ChatGPT aced it, giving answers that were often highly detailed and comprehensive in scope and which exceeded the criteria for correct answers indicated in the test manual. In scoring, one point would be given for a thing like my phone in defining a gadget and two points for the more detailed: a small device or tool for a specific task. ChatGPT’s answers received the full two points.
The chatbot also performed well on the Similarities and Information subtests, reaching the maximum attainable scores. The Information subtest is a test of general knowledge and reflects intellectual curiosity, level of education and ability to learn and remember facts. A typical question might be: “What is the capital of Ukraine?” The Similarities subtest measures abstract reasoning and concept formation skills. A question might read: “In what way are Harry Potter and Bugs Bunny alike?” In this subtest, the chatbot’s tendency to give very detailed, show-offy answers started to irritate me and the “stop generating response” button of the test software interface turned out to be useful. (Here’s what I mean about how the bot tends to flaunt itself: The essential similarity of Harry Potter and Bugs Bunny relates to the fact that they are both fictional characters. There was really no need for ChatGPT to compare their complete histories of adventures, friends and enemies.)
On general comprehension, ChatGPT answered correctly questions typically posed in this form: “If your TV set catches fire, what should you do?” As expected, the chatbot solved all the arithmetic problems it received—ploughing through questions that required, say, taking the average of three numbers.
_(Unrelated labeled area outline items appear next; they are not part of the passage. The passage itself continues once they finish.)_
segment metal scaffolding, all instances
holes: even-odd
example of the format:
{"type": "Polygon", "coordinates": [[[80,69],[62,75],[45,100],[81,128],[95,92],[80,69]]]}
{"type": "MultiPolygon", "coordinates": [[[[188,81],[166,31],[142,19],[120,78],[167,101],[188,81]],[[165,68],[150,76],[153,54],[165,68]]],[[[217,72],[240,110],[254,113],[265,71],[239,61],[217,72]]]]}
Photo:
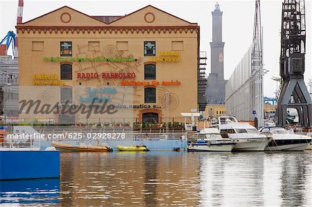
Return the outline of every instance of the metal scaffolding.
{"type": "Polygon", "coordinates": [[[263,39],[260,1],[256,0],[252,44],[225,85],[226,113],[263,124],[263,39]]]}

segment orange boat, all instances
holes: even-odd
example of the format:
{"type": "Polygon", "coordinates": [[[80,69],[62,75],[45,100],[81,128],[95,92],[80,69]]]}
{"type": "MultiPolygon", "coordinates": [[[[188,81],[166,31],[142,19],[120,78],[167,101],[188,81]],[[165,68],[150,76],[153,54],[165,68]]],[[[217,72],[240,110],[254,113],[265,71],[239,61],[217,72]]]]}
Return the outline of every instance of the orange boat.
{"type": "Polygon", "coordinates": [[[62,152],[112,152],[113,149],[103,145],[73,145],[55,141],[51,142],[52,145],[62,152]]]}

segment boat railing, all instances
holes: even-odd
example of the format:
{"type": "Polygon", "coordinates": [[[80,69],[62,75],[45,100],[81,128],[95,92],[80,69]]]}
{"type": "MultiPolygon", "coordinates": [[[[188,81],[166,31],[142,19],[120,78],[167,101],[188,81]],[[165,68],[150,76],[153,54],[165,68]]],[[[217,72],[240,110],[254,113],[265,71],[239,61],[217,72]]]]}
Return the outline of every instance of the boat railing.
{"type": "Polygon", "coordinates": [[[35,138],[12,138],[6,136],[0,145],[2,149],[12,149],[21,150],[23,149],[40,149],[40,141],[35,138]]]}
{"type": "Polygon", "coordinates": [[[46,140],[52,141],[87,141],[87,140],[182,140],[186,137],[185,133],[62,133],[62,134],[44,134],[46,140]],[[51,136],[53,135],[53,136],[51,136]],[[53,138],[54,137],[54,138],[53,138]]]}

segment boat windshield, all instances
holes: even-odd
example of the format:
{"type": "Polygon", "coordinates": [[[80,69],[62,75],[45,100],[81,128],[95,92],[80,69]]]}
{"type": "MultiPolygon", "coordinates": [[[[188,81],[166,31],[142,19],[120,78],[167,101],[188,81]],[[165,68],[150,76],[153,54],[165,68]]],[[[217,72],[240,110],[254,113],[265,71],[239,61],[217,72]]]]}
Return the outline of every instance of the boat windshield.
{"type": "Polygon", "coordinates": [[[258,134],[258,131],[256,129],[246,129],[248,134],[258,134]]]}
{"type": "Polygon", "coordinates": [[[283,128],[271,128],[270,129],[272,134],[286,134],[287,132],[285,129],[283,128]]]}
{"type": "Polygon", "coordinates": [[[246,129],[235,129],[237,134],[248,133],[246,129]]]}
{"type": "Polygon", "coordinates": [[[220,134],[206,134],[207,138],[222,138],[220,134]]]}

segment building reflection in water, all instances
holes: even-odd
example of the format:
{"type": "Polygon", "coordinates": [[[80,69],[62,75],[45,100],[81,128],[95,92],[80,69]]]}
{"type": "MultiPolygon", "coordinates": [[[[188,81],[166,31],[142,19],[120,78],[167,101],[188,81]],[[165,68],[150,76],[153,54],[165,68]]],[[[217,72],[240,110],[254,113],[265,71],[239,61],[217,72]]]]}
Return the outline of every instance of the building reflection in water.
{"type": "MultiPolygon", "coordinates": [[[[281,174],[280,179],[281,205],[287,206],[302,206],[310,202],[304,192],[306,186],[312,182],[306,183],[306,173],[311,173],[311,159],[307,160],[304,156],[298,153],[291,152],[287,156],[284,156],[281,162],[281,174]]],[[[311,193],[310,189],[310,194],[311,193]]],[[[311,195],[310,195],[311,196],[311,195]]]]}
{"type": "Polygon", "coordinates": [[[198,156],[175,152],[62,153],[67,206],[196,206],[198,156]]]}
{"type": "Polygon", "coordinates": [[[263,206],[263,152],[208,153],[200,160],[203,206],[263,206]]]}

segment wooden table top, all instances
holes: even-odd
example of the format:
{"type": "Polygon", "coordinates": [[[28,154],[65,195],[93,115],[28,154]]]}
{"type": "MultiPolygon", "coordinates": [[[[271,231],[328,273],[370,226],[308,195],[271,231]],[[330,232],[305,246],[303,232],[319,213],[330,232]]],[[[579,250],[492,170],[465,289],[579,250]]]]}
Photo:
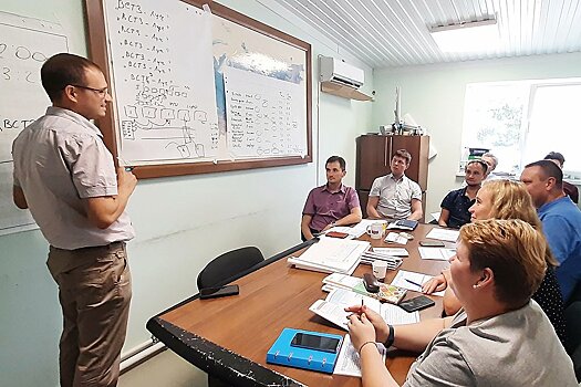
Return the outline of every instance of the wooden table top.
{"type": "MultiPolygon", "coordinates": [[[[438,274],[448,266],[447,262],[422,260],[419,257],[418,242],[425,239],[432,228],[433,226],[418,224],[412,232],[415,238],[405,245],[409,257],[404,259],[401,269],[438,274]]],[[[387,244],[383,239],[372,240],[366,236],[361,239],[370,241],[373,247],[403,247],[387,244]]],[[[360,264],[353,275],[363,276],[366,272],[371,272],[371,266],[360,264]]],[[[385,282],[391,282],[395,274],[395,271],[388,271],[385,282]]],[[[159,320],[305,385],[361,386],[361,379],[355,377],[325,375],[266,363],[268,349],[284,327],[345,334],[345,331],[309,311],[314,301],[326,296],[321,290],[321,281],[326,275],[288,266],[287,259],[281,259],[235,281],[240,287],[238,296],[193,300],[160,315],[159,320]]],[[[406,299],[416,295],[418,293],[409,291],[406,299]]],[[[440,315],[442,297],[435,296],[433,300],[436,306],[421,311],[422,320],[440,315]]],[[[397,383],[404,383],[416,356],[417,354],[397,351],[390,354],[386,365],[397,383]]]]}

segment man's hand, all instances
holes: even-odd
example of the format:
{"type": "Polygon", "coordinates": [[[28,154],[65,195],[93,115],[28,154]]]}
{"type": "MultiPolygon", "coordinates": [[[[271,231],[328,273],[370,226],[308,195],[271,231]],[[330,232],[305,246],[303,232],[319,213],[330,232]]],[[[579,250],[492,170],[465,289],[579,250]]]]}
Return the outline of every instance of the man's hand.
{"type": "Polygon", "coordinates": [[[131,196],[133,190],[137,186],[137,178],[132,171],[125,170],[124,167],[117,168],[117,191],[123,191],[125,195],[131,196]]]}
So what finally did it score overall? Estimated on the basis of five subtests, the Verbal IQ of the ChatGPT was 155, superior to 99.9 percent of the test takers who make up the American WAIS III standardization sample of 2,450 people. As the chatbot lacks the requisite eyes, ears and hands, it is not able to take WAIS’s nonverbal subtests. But the Verbal IQ and Full Scale IQ scales are highly correlated in the standardization sample, so ChatGPT appears to be very intelligent by any human standards.
In the WAIS standardization sample, mean Verbal IQ among college-educated Americans was 113 and 5 percent had a score of 132 or superior. I myself was tested by a peer at college and did not quite reach the level of ChatGPT (mainly a result of my very brief answers lacking detail).
So are the jobs of clinical psychologists and other professionals threatened by AI? I hope not quite yet. Despite its high IQ, ChatGPT is known to fail tasks that require real humanlike reasoning or an understanding of the physical and social world. ChatGPT easily fails at obvious riddles, such as “What is the first name of the father of Sebastian’s children?” (ChatGPT on March 21: I’m sorry, I cannot answer this question as I do not have enough context to identify which Sebastian you are referring to.) It seems that ChatGPT fails to reason logically and tries to rely on its vast database of “Sebastian” facts mentioned in online texts.
“Intelligence is what intelligence tests measure” is a classical if overly self-evident definition of intelligence, stemming from a 1923 article by a pioneer of cognitive psychology, Edwin Boring. This definition is based on the observation that skills on seemingly diverse tasks such as solving puzzles, defining words, memorizing digits and spotting missing items in pictures are highly correlated. The developer of a statistical method called factor analysis, Charles Spearman, concluded in 1904 that a general factor of intelligence, called a g factor, must underlie the concordance of measurements for varying human cognitive skills. IQ tests such as WAIS are based on this hypothesis. However, the very high Verbal IQ of ChatGPT combined with its amusing failures means trouble for Boring’s definition and indicates there are aspects of intelligence that cannot be measured by IQ tests alone. Perhaps my test-skeptic patients have been right all along.
This is an opinion and analysis article, and the views expressed by the author or authors are not necessarily those of Scientific American.